Thanks Andrew! Virus Evolution…I hadn’t thought of that! Given the approval process our group (military) has to go through, studies need to go to journals. They don’t really ‘get’ the whole pre-print server thing, they’d rather just wait and send directly to a journal. I’ll look at virus evolution. My coauthors have also suggested JVI and AJTMH.

Please do get in touch if you’re considering Virus Evolution. oliver.pybus@zoo.ox.ac.uk.

Has any one tried targeted enrichment?

Yeah Nick and Josh’s protocol is a target-based approach (amplicons). We also have a SureSelect panel in the lab that we’re trying out and I have seen other institutions having some success with similar approaches. Generally speaking though, amplicon-based approaches appear to work better for most clinically relevant levels of virus (Ct ~35). In terms of approaches and based on a ‘standard’ qPCR assay:

Ct values:
< 28 - Use standard unbiased metagenomic approach (with rRNA depletion). HiSeq likely required.
28-32 - Use capture-based approaches (SureSelect, Hybrid Select, etc.). Could also use long amplicon-based approaches. HiSeq likely required.
32-37 - Use short amplicon-based approach (e.g. Primal from Josh/Nick, AmpliSeq, etc.). MiSeq sufficient.
37 and higher - Yeah… good luck.

Most patient samples seem to be in the 34 - 38 range with only very few <32 and a fair number over 38. This is purely based on anecdotal evidence - I’m sure @n_j_loman could give you real data on that.
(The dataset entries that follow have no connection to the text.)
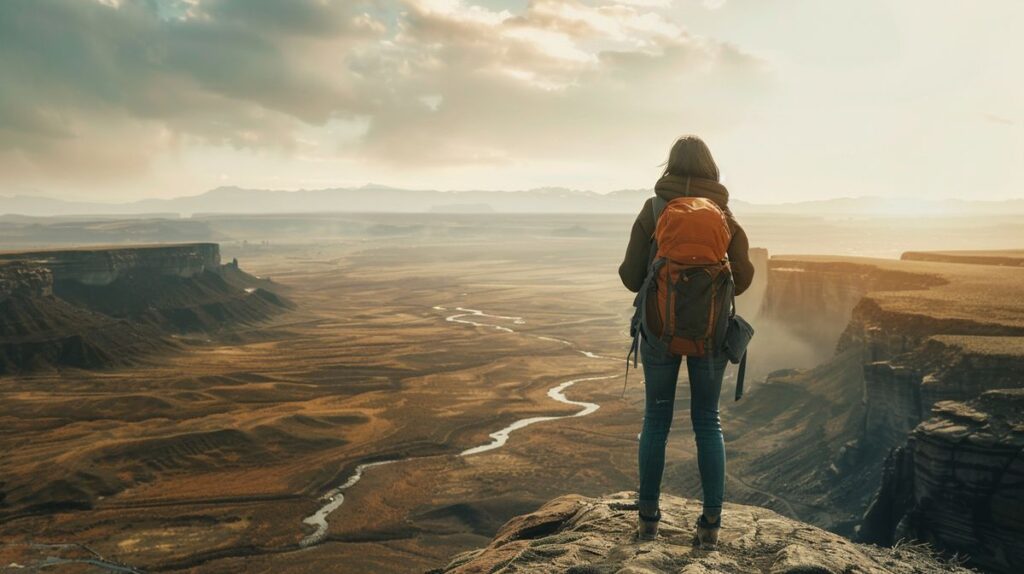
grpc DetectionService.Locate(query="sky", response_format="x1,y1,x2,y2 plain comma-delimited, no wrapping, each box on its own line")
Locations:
0,0,1024,203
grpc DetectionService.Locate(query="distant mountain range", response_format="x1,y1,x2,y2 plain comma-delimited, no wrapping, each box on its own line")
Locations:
0,185,1024,217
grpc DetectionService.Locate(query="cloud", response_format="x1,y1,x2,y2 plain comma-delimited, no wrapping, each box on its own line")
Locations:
0,0,768,186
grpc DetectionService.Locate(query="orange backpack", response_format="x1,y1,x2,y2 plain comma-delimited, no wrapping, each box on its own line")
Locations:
631,192,735,365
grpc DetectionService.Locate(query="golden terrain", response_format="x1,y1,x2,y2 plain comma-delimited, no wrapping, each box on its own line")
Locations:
0,238,642,572
0,230,1024,572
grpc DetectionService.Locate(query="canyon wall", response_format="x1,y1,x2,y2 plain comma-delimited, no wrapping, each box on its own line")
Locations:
0,261,53,301
0,244,220,285
752,257,1024,572
861,389,1024,573
0,244,290,372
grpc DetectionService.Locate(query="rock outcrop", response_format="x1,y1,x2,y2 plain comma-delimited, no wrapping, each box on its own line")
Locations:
0,244,290,373
860,389,1024,574
0,244,220,285
733,254,1024,572
431,492,968,574
0,261,53,301
761,258,942,355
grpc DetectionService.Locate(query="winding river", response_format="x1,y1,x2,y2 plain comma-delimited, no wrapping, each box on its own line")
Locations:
299,306,622,547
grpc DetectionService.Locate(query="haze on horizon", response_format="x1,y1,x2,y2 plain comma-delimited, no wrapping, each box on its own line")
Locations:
0,0,1024,203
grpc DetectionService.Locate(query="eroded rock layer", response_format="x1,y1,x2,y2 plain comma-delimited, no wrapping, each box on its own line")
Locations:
431,492,968,574
0,244,289,373
733,256,1024,564
861,389,1024,573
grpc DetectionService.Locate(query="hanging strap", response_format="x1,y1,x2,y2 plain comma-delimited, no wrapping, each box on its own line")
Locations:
736,351,746,401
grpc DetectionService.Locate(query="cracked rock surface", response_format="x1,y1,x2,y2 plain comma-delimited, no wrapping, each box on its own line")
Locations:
431,492,969,574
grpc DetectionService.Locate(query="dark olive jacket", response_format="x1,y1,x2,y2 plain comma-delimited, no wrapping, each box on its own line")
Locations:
618,175,754,295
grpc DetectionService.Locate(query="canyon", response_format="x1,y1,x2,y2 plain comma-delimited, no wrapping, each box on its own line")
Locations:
428,492,971,574
0,216,1024,572
739,253,1024,572
0,239,288,373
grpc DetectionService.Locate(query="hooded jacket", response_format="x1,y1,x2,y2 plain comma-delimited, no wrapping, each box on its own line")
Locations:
618,175,754,295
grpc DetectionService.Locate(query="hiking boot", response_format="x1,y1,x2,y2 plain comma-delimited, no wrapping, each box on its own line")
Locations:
637,511,662,541
693,515,722,546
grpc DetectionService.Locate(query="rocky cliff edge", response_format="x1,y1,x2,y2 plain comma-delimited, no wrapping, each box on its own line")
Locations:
429,492,970,574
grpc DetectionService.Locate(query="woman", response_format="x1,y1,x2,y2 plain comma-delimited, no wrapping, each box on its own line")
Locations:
618,136,754,544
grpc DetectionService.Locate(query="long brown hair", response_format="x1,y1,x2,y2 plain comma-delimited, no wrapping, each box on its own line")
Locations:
662,135,718,181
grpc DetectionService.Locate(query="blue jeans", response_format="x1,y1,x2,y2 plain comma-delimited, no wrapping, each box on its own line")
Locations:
639,340,728,516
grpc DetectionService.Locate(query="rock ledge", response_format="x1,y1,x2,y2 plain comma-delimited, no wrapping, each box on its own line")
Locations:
429,492,970,574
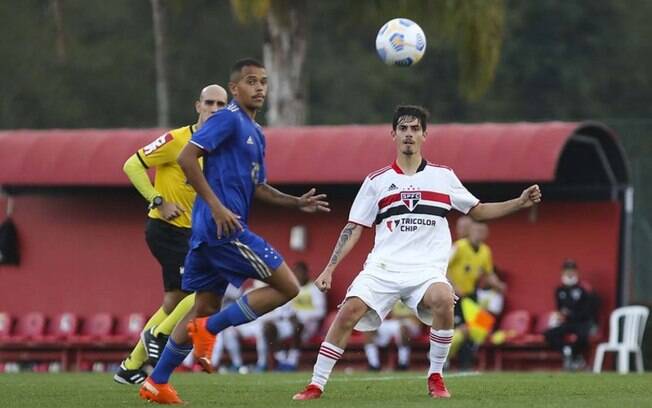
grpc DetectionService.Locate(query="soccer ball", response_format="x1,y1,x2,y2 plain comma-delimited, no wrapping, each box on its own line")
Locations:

Sample selection? Saliva > Urine > Blood in our hands.

I’d change sample selection to mosquito > urine > saliva > blood


Really? I thought the amounts in mosquitos would be vanishingly low.

Yes, here are the Ct values from the ZiBRA project:

Figure prepared by Nuno Faria.

Not only are mosquitos going to have small amounts of virus, infected mosquitos are likely to be very rare. Would be good to know which species of mosquitos are carrying Zika and where (and when) but it wouldn’t be an efficient way of doing genomic surveillance. At least you can take samples from humans that you are know are infected. In my opinion, hospitalised patients is a good way of getting a representative sample because sick patients will likely have higher viremia, and the fact they are sick will be a property of the host not the virus. Sick patients will travel to the hospital meaning you can get reasonably good coverage of the area.

Yes, so far all the mosquito pools we’ve tested have been RT-PCR negative for Zika.

Anyone seen these sequences?

Interestingly not actually true - lots and lots of virus in mosquitos, so Nate is right. Three pools of mosquitos also tested positive in Miami, so not quite as rare as one might think.

I’m new to this whole arbovirus thing, but apparently having lots of virus in mosquitos is a common feature of these viruses (e.g. West Nile and others).